TranslationDirection

Code for experiments regarding determining translation direction of parallel sentences.

Getting started

Setup a Conda environment:

conda create -n trdi
conda activate trdi

Clone the repo and install the requirements:

git clone https://github.com/RikVN/TranslationDirection
cd TranslationDirection
pip install -r requirements.txt

Note: if you want to use the previous code for just translation direction classification, revert the repo like this and follow the previous README instead.

git checkout 192efc1

Data

Europarl Extract Preprocessing

The following steps are added for completeness, but will take quite a long time.
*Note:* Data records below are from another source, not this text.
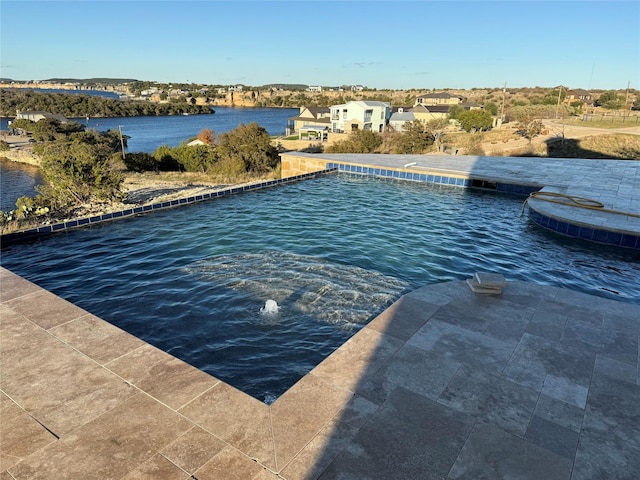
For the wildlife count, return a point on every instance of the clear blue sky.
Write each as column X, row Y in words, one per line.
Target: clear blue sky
column 380, row 44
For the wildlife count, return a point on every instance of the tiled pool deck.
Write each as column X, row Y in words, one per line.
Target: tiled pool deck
column 538, row 383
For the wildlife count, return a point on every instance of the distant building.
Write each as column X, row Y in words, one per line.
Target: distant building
column 438, row 98
column 399, row 118
column 356, row 115
column 309, row 116
column 36, row 115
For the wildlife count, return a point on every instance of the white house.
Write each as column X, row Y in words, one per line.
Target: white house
column 362, row 114
column 400, row 118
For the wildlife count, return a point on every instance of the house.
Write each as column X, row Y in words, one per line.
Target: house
column 438, row 98
column 578, row 95
column 426, row 113
column 361, row 114
column 309, row 116
column 399, row 118
column 36, row 115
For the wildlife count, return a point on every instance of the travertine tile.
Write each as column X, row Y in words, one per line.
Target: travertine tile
column 238, row 419
column 110, row 446
column 158, row 467
column 45, row 309
column 358, row 358
column 230, row 464
column 162, row 376
column 302, row 412
column 96, row 338
column 193, row 449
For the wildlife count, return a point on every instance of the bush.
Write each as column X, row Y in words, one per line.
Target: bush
column 359, row 141
column 140, row 162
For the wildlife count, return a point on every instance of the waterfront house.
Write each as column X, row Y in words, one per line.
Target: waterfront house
column 360, row 115
column 36, row 115
column 438, row 98
column 309, row 116
column 399, row 118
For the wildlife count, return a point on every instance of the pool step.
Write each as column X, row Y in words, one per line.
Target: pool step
column 487, row 283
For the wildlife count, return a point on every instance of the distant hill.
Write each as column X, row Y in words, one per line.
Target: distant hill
column 286, row 86
column 110, row 81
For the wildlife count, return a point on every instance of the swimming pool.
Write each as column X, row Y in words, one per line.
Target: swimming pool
column 332, row 252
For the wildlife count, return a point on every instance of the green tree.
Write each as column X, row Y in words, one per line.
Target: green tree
column 610, row 100
column 476, row 120
column 251, row 146
column 415, row 138
column 358, row 141
column 76, row 172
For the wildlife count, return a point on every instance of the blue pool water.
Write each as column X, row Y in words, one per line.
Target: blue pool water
column 332, row 252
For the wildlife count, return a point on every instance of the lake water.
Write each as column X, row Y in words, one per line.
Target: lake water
column 148, row 133
column 332, row 252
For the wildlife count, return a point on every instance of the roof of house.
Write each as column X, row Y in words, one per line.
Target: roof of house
column 402, row 117
column 439, row 95
column 49, row 115
column 431, row 108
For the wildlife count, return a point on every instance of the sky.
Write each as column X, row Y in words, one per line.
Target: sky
column 379, row 44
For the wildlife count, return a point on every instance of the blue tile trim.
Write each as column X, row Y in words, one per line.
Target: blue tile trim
column 585, row 233
column 87, row 221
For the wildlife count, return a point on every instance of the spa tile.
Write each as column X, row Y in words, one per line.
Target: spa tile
column 408, row 437
column 491, row 453
column 45, row 309
column 96, row 338
column 303, row 411
column 236, row 418
column 357, row 359
column 20, row 434
column 320, row 452
column 402, row 319
column 491, row 399
column 193, row 449
column 110, row 446
column 419, row 371
column 162, row 376
column 158, row 467
column 13, row 286
column 230, row 464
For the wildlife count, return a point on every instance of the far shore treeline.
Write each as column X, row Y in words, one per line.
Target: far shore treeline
column 74, row 106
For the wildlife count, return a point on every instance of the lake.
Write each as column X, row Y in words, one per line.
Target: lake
column 146, row 134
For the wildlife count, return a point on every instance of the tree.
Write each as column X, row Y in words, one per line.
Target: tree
column 610, row 100
column 207, row 136
column 77, row 172
column 249, row 144
column 358, row 141
column 475, row 120
column 415, row 138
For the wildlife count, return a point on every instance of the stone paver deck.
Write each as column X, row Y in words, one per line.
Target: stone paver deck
column 537, row 383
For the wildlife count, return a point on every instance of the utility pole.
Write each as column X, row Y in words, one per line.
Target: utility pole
column 504, row 91
column 558, row 105
column 121, row 141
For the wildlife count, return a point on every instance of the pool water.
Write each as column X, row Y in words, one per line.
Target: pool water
column 333, row 252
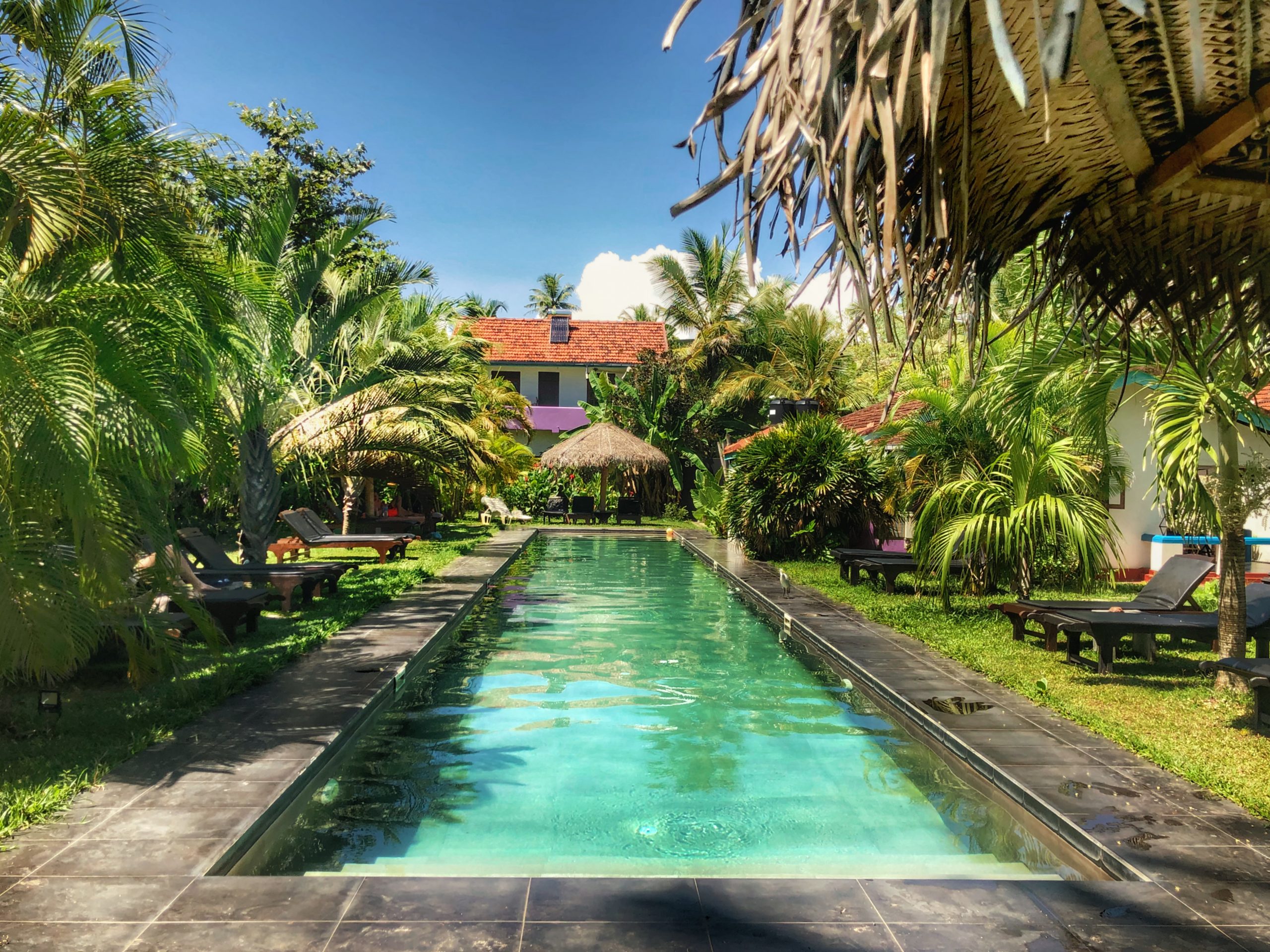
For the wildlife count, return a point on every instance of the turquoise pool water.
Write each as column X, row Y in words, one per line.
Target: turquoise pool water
column 613, row 710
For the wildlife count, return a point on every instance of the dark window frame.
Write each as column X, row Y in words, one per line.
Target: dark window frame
column 512, row 377
column 544, row 376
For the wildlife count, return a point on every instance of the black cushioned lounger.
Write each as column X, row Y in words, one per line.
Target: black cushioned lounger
column 1108, row 627
column 216, row 565
column 1169, row 591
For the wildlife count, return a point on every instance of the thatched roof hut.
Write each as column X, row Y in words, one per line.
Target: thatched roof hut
column 935, row 139
column 602, row 446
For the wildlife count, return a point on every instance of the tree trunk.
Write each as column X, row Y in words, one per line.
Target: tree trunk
column 259, row 494
column 1232, row 634
column 352, row 490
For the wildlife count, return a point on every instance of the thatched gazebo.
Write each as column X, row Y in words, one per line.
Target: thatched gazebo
column 601, row 447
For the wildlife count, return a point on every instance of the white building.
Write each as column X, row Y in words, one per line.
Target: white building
column 1136, row 512
column 548, row 359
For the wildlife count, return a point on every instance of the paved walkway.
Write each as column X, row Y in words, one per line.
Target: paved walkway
column 127, row 867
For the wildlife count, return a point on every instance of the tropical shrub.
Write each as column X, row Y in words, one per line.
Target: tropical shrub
column 801, row 488
column 708, row 502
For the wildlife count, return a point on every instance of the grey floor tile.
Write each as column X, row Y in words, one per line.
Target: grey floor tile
column 579, row 900
column 953, row 901
column 263, row 898
column 1206, row 864
column 1227, row 903
column 441, row 899
column 785, row 900
column 67, row 937
column 135, row 857
column 1245, row 828
column 1250, row 939
column 986, row 937
column 71, row 824
column 173, row 823
column 615, row 937
column 1161, row 940
column 23, row 857
column 1089, row 790
column 802, row 937
column 235, row 937
column 1086, row 905
column 216, row 794
column 1052, row 753
column 1139, row 834
column 1113, row 756
column 278, row 771
column 434, row 937
column 110, row 899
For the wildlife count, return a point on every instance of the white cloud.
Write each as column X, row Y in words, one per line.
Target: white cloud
column 820, row 293
column 610, row 284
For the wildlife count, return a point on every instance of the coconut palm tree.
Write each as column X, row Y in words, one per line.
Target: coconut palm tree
column 112, row 307
column 706, row 291
column 643, row 313
column 473, row 305
column 553, row 294
column 807, row 359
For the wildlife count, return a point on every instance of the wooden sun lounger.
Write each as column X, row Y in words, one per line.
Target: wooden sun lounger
column 310, row 578
column 1108, row 627
column 317, row 535
column 1171, row 590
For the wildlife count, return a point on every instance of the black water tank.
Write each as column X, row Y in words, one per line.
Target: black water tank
column 779, row 409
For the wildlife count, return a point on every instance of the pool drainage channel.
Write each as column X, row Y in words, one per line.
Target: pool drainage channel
column 945, row 742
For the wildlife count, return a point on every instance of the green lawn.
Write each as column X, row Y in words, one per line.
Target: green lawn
column 45, row 761
column 1167, row 711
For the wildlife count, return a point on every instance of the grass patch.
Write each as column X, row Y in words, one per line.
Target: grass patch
column 1167, row 711
column 45, row 762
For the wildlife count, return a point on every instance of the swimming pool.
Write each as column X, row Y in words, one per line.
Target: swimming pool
column 611, row 709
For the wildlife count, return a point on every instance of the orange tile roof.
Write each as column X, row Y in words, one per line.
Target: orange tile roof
column 591, row 342
column 863, row 422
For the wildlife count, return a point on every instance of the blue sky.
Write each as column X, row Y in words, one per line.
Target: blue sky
column 511, row 137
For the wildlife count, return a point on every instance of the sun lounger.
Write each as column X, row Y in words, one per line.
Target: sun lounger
column 496, row 507
column 882, row 565
column 582, row 509
column 216, row 565
column 557, row 509
column 629, row 508
column 1108, row 627
column 317, row 535
column 1169, row 591
column 849, row 560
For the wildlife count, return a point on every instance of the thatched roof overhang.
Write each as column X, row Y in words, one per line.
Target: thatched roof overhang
column 935, row 139
column 602, row 446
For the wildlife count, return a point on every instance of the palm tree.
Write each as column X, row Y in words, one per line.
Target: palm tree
column 807, row 358
column 1012, row 466
column 706, row 294
column 112, row 306
column 473, row 305
column 553, row 294
column 643, row 313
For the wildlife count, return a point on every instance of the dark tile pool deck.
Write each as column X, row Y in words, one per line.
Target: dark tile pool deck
column 127, row 867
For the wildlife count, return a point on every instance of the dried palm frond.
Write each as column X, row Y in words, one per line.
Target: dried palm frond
column 929, row 141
You can also immediately to Our preprocessing below and just download the preprocessed files.

If you want to do your own preprocessing from scratch, take the following steps:

We have to extract and preprocess the Europarl data we will use for training. We will first use the europarl-extract repo to download and clean the data:

git clone https://github.com/mustaszewski/europarl-extract
cd europarl-extract

Get the scripts and data (downloading and extracting takes some time):

wget https://github.com/mustaszewski/europarl-extract/archive/v0.9.tar.gz
tar xzf v0.9.tar.gz
cd europarl-extract-0.9
wget http://www.statmt.org/europarl/v7/europarl.tgz
tar xzf europarl.tgz

Now we have to preprocess the source files for removing markup, empty lines, etc. This process takes a long time unfortunately:

./preprocess/cleanSourceFiles.sh txt/

Ensure that no two statements are assigned the same ID in a source file:

python disambiguate_speaker_IDs.py txt/

Now do sentence segmentation:

Note that there is a mistake in the original script. Open preprocess/segment_EuroParl.sh and remove europarl_extract/ in line 24, so the filepath is correct. Then run:

./preprocess/segment_EuroParl.sh txt/

Finally, extract the parallel corpora and get both directions:

cd ../
mkdir -p corpora
export s_file="corpora/europarl_statements.csv"
for fol in europarl-extract-0.9/txt/*/; do
    lang=$(basename $fol)
    python extract.py parallel -sl EN -tl ${lang^^} -i europarl-extract-0.9/txt/ -o corpora/ -f txt tab -s $s_file -al -c both
    python extract.py parallel -sl ${lang^^} -tl EN -i europarl-extract-0.9/txt/ -o corpora/ -f txt tab -s $s_file -al -c both
done

Finally, make sure the folder names in corpora/parallel/ are lowercased:

cd corpora/parallel/
for f in */; do mv -v "$f" "`echo $f | tr '[A-Z]' '[a-z]'`"; done
cd ../../../

Our preprocessing

So far the preprocessing of the original repository. Now let's do our own preprocessing.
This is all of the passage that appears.